We see the terms “Btu,” “SEER,” “HSPF” and “AFUE” when describing the efficiency of heating and cooling systems. Contractors and vendors also describe the “tonnage” of the heating and cooling units. Is this describing the weight of the unit?  If you are looking for a new heater, air conditioner or heat pump, be familiar with these acronyms. This Fact Sheet discusses the terms along with some other pertinent heating, ventilation and air conditioning (HVAC) topics.

 

Btu: “British Thermal Unit”

The amount of heating and cooling an air conditioner or heater is capable of providing is listed in “Btu’s” (British Thermal Units). This old descriptive scientific unit dates back to the mid-1800s and is still used in North America.
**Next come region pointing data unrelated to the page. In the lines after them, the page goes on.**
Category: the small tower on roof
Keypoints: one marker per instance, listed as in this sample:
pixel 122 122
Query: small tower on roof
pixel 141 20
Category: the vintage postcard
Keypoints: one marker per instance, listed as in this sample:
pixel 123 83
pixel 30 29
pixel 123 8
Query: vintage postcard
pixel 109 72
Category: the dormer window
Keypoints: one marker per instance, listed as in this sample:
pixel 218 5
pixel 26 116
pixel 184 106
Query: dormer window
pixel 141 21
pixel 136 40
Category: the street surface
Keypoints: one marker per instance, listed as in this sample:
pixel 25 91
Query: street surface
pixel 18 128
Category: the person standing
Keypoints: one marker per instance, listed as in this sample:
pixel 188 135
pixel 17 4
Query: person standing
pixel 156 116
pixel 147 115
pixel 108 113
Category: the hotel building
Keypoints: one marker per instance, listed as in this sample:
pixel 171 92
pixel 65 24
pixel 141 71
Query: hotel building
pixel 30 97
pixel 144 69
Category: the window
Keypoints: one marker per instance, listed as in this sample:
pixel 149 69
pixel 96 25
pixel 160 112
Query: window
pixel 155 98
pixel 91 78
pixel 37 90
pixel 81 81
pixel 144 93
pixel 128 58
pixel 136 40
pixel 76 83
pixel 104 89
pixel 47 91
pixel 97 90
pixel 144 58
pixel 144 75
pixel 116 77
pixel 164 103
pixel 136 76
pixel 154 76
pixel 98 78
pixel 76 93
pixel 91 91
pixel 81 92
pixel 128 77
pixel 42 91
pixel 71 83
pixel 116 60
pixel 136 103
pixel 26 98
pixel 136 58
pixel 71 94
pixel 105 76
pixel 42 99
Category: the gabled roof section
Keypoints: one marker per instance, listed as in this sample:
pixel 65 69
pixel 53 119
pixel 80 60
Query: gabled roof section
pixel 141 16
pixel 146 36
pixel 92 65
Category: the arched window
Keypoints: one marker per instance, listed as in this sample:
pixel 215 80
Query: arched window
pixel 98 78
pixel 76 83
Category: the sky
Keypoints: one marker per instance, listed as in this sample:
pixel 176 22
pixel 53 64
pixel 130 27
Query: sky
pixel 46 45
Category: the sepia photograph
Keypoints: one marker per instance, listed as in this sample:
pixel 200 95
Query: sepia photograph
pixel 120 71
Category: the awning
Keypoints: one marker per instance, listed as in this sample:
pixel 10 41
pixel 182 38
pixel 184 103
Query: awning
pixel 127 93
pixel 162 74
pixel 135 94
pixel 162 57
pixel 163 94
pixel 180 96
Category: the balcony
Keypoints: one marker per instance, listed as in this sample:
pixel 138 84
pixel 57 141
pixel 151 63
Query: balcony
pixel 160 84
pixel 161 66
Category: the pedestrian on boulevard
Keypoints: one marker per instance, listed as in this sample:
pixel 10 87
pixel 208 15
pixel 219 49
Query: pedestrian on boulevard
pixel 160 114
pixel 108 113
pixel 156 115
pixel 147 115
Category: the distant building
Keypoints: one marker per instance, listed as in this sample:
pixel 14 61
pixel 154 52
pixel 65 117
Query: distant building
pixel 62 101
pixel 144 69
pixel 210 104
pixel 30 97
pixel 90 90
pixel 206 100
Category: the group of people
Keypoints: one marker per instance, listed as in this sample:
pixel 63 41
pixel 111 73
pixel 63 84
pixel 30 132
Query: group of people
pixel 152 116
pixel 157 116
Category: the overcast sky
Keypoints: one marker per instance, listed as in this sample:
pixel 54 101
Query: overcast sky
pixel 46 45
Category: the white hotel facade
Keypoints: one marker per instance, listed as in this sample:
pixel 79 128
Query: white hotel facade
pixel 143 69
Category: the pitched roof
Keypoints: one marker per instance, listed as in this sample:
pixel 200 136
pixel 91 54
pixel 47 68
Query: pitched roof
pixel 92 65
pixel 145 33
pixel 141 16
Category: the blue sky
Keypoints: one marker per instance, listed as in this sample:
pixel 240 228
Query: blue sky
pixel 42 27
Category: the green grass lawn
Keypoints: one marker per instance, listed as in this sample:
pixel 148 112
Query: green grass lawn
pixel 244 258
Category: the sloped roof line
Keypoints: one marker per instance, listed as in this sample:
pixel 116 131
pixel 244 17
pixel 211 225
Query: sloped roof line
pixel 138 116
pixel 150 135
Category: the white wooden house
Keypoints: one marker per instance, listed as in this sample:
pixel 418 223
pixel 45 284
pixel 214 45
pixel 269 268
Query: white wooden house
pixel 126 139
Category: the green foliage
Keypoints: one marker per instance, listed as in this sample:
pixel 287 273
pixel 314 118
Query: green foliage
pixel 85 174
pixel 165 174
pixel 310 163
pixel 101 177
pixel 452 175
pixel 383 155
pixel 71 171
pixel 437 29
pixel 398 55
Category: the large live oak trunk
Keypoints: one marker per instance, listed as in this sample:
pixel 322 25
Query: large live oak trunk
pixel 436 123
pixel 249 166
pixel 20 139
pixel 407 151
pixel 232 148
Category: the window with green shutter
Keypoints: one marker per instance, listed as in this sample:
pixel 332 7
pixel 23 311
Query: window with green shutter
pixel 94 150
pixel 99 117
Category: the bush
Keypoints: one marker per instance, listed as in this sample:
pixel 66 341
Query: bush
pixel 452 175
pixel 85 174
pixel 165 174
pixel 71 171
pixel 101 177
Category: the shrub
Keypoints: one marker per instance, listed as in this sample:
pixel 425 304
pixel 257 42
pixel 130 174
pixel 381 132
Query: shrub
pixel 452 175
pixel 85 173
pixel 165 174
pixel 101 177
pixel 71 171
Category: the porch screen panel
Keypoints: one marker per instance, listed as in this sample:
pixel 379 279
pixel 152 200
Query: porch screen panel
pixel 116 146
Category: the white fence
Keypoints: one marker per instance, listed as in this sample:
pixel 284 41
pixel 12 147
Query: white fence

Essentially, a Btu is the amount of heat energy required to raise the temperature of one pound of water (about a pint) one degree Fahrenheit in one hour. This is also about the amount of energy given off by completely burning a wooden kitchen match. So, one Btu is not very much energy and thousands of Btu’s are used to describe heating and cooling equipment.

 

Why use a heating unit to describe an air conditioner? Because an air conditioner is really just moving heat – not producing “cold.” There actually is no such thing as a unit of cold – just units of heat moving out of a space (from the inside of your house on a hot day).

 

Tons of Cooling/Heating

 

Size or Capacity of Air Conditioning, Heating or Refrigeration Equipment

This is another old British scientific unit. It comes from the amount of heat required to melt one ton of ice in 24 hours, starting at 32 F. More importantly, one ton of cooling (or heating) is equivalent to moving 12,000 Btu’s per hour. Therefore, a “three ton” AC unit can move 36,000 Btu’s of heat per hour out of a space. Typical home air conditioning units are 3 tons to 7 tons in cooling capacity. This “ton” number is used to describe how much cooling or heating the unit can provide. Obviously the bigger the space, the more tons the unit has to be to move the heat. A window AC unit for a small bedroom might only be half a ton (6,000 Btu’s per hour) in size. The better insulated a building space is, the smaller (fewer tons) the AC or heater needs to be. The appliance “tonnage” is directly related to how much electrical power the unit consumes as well.

 

Correct Unit Sizing

The specifics of how a contractor should determine the correct size, or capacity, of a heater or AC unit will not be discussed here.  However, itt should be based on some type of calculation of the heat moved in a particular building. Usually this is done with very specialized software that needs details of the building, usage and local climate. Guessing is not an acceptable method of sizing HVAC equipment. Undersized equipment will not meet comfort standards and the problems are obvious. Therefore, when people estimate HVAC equipment size they tend to overestimate. This also has problems. Oversized equipment runs repeatedly for very short periods. This does not allow humidity to be removed from the home, is hard on equipment, is less efficient and the larger equipment has higher initial costs. Once the HVAC equipment is installed at the house, it is very expensive to fix a sizing mistake.

 

ENERGY STAR®

This logo can be seen on all sorts of things from computers to entire homes to air conditioners (Figure 1). The mark is part of an energy efficiency rating program developed by the U.S. Environmental Protection Agency and the U.S. Department of Energy. While its main aim is the reduction of greenhouse gases by increased energy efficiency, it has become synonymous with energy efficiency standards for more than 70 product categories. Sometimes utilities or manufacturers offer rebates or other incentives for ENERGY STAR® certified products.

Energy Star Logo

 

 

 

Figure 1. ENERGY STAR® Logo.

 

 

 

 

SEER:  Seasonal Energy Efficiency Ratio

This is the total cooling capacity of an air conditioner or heat pump in Btus during its normal annual usage, divided by the total electric input in watt-hours during the same time period. The higher the SEER number, the more efficiently the unit is at converting electricity into cooling for the home. This is very similar to miles per gallon in cars. In other words, a higher SEER air conditioner will cost less to operate than a similar size unit with a lower SEER. A 13 SEER AC unit is about 23 percent more efficient than a 10 SEER unit. Another way to think of this is that the 13 SEER unit will save about 23 percent of the cost to run the 10 SEER unit during a year (Figure 2). Some efficient equipment can have SEER ratings of more than 20.

 

SEER Rating vs % savings.

Figure 2. Energy cost savings due to higher SEER rating versus a SEER 10 unit.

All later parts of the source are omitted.